Tipping is not customary in China, nor do restaurants commonly add a service charge to the bill in lieu of a gratuity. One of the few places where tipping has become common is online, and recently the platforms that encourage it are finding themselves subject to a service charge too.
WeChat, China’s vastly popular social media platform, allows users to tip content creators through the app. But earlier this year Apple, amid heightening tension with Tencent, demanded a 30% cut of those tips as per its In-App Payment Policy (see WiC364).
Tencent refused, and instead suspended the tipping function on iOS versions of its WeChat app. Undeterred, Apple doubled-down on its demands, amending the wording of its policy to reinforce its claim to a 30% stake on all tipping functions used by apps on its Chinese App Store.

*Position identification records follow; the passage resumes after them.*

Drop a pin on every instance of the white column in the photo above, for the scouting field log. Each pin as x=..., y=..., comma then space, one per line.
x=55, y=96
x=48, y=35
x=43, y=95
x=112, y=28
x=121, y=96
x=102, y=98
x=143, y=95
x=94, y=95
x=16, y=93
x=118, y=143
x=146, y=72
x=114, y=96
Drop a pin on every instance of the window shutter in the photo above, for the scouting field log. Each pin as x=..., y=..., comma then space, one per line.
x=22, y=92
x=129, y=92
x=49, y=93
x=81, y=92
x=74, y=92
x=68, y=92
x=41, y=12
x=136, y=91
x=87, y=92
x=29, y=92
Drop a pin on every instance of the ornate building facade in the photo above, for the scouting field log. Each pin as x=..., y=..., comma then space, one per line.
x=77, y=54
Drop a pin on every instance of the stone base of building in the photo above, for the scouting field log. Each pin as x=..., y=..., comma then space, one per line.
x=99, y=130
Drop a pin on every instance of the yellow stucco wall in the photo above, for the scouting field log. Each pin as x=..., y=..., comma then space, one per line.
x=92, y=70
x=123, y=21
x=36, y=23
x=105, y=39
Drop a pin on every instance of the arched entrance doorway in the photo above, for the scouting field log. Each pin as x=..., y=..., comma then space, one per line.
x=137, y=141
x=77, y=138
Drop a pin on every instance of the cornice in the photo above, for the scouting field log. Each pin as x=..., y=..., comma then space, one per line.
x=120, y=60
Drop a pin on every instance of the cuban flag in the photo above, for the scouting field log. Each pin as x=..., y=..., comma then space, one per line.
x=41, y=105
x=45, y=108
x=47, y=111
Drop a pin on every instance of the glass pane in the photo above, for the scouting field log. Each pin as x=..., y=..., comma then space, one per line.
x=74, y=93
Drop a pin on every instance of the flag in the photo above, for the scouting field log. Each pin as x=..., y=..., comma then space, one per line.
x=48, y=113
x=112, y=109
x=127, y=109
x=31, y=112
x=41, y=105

Since then, a number of large internet firms have complied. Most recently Sina Weibo agreed to Apple’s terms, surrendering 30% of the tips given on its Weibo Q&A platform to the American firm. To minimise the impact of the tariff on content creators, Weibo has decided to reduce its own cut of the tip revenue from 10% to 5%, Technode reports, but payments to creators will be received more slowly as they will match Apple’s collection cycle, which can take three months.
Toutiao, the $11 billion news aggregator, and Zhihu, dubbed “China’s Quora”, had previously reached what they deemed “a compromise” with Apple. According to China Daily, Zhihu will allow Apple a 32% commission on tips issued through its app, which hardly seems like much of a compromise.
Apple has suffered a backlash in China for its insistence on bagging a percentage from tips. The Global Times decried it as “an act of bullying similar to robbery. If Apple insists on this practice… the image of the company in the Chinese market will be seriously damaged”.
But the battle with WeChat could be the most significant development for the US firm, especially given the ubiquity and stickiness of that app. There is a possibility that some Chinese iOS users will switch to Android-based smartphones in order to utilise WeChat’s full functionality. All eyes will be on Apple’s upcoming release of its iPhone 8 and whether the WeChat spat hurts its China sales.